La guerre sans fin en Papouasie occidentale
Depuis six décennies, la Papouasie occidentale, composée de six provinces situées à l’extrême est de l’Indonésie, vit une guerre silencieuse mêlant répression politique, revendications identitaires et souffrances civiles oubliées.
Ce conflit, souvent relégué aux marges du débat public indonésien, oppose l’État central à des groupes indépendantistes papous, dans une spirale de violence où les civils paient le prix le plus lourd. Les opérations militaires s’enchaînent, les villages sont déplacés, les morts s’accumulent, tandis que le silence recouvre les montagnes de Nduga et d’Intan Jaya.
En septembre 2024, la libération du pilote néo-zélandais Philip Mehrtens, détenu pendant dix-neuf mois par l’armée de libération de la Papouasie occidentale (TPNPB), avait brièvement attiré l’attention du monde extérieur. Un responsable local, cité par le média Lao-Lao Papua, se souvenait : « Quand Mehrtens était encore dans les montagnes centrales, le monde regardait un instant vers nous. Mais quand il a été libéré, tout le monde a cessé d’y penser. Nous, les habitants, restons prisonniers ici, incapables de retrouver nos foyers, notre liberté. »

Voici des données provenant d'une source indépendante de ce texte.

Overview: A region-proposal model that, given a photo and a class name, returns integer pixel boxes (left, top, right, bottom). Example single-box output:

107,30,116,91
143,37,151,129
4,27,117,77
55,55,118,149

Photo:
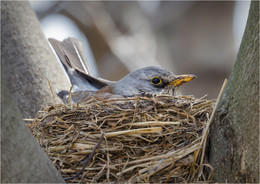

Ce témoignage résume la fracture entre le centre et la périphérie : une Indonésie qui célèbre ses succès diplomatiques d’un côté, et une région maintenue sous tension permanente de l’autre.
Le contraste est d’autant plus frappant que, sous la présidence de Prabowo Subianto, Jakarta s’est voulue messagère de paix sur la scène internationale. L’ancien général, aujourd’hui chef d’État, a multiplié les gestes symboliques en faveur d’un cessez-le-feu à Gaza et plaidé pour la défense des droits palestiniens. Pourtant, dans ses propres montagnes, aucune main n’a été tendue vers les indépendantistes papous. Le président qui appelle à la paix au Proche-Orient semble incapable, ou refusant, d’engager un dialogue politique à l’intérieur de ses frontières.
Sur le terrain, la situation se dégrade. Des témoins évoquent des bombardements aériens, des villages rasés, des disparitions. Le défenseur des droits humains Theo Hesegem, interrogé par Lao-Lao Papua, dénonce « un usage excessif de la force, sans distinction entre civils et combattants ». L’un des cas les plus marquants est celui d’Abral Wandikbo, un jeune homme de 27 ans, retrouvé mutilé après avoir été enlevé par des soldats. Ces violences, récurrentes, visent à briser toute résistance, mais elles nourrissent au contraire le sentiment d’injustice et le désir d’indépendance.
Depuis 2018, la guerre s’est intensifiée dans les montagnes centrales. Des dizaines de milliers de civils ont fui leurs villages, vivant désormais dans des abris précaires ou cachés dans la jungle. Les estimations des Nations unies parlent de 60 000 à 100 000 déplacés internes. Beaucoup meurent de faim ou de maladie, faute d’accès humanitaire. Les ONG étrangères, souvent interdites d’entrée, peinent à documenter l’ampleur des abus.
Au-delà de la violence militaire, la Papouasie subit aussi une colonisation économique. Le projet d’infrastructure Trans-Papua, présenté par Jakarta comme un instrument de développement et de « civilisation », ouvre en réalité la voie à l’exploitation minière, forestière et agricole par des entreprises extérieures. Derrière le discours du progrès se cache une dépossession systématique : les terres traditionnelles sont confisquées, les forêts détruites, les rivières polluées. Les Papous voient leur monde disparaître au nom de la modernité.
Dans ce contexte, le message de paix de Prabowo résonne comme une ironie tragique. Comment un président peut-il défendre la fin des violences à Gaza tout en perpétuant, chez lui, un conflit où les civils sont bombardés, déplacés, tués sans justice ? À Jakarta, on parle de stabilité et de développement. En Papouasie, on parle de survie. Le fossé n’a jamais été aussi grand.
Ce double langage illustre la politique de l’oubli : une diplomatie tournée vers l’extérieur, soucieuse d’image, et un autoritarisme intérieur hérité d’une longue tradition militaire. Dans les collines papoues, les familles continuent d’enterrer leurs morts en silence, sans témoins, sans caméras. Et tant que le dialogue restera impossible, la paix que Prabowo invoque pour Gaza ne trouvera jamais d’écho sur la terre qu’il gouverne.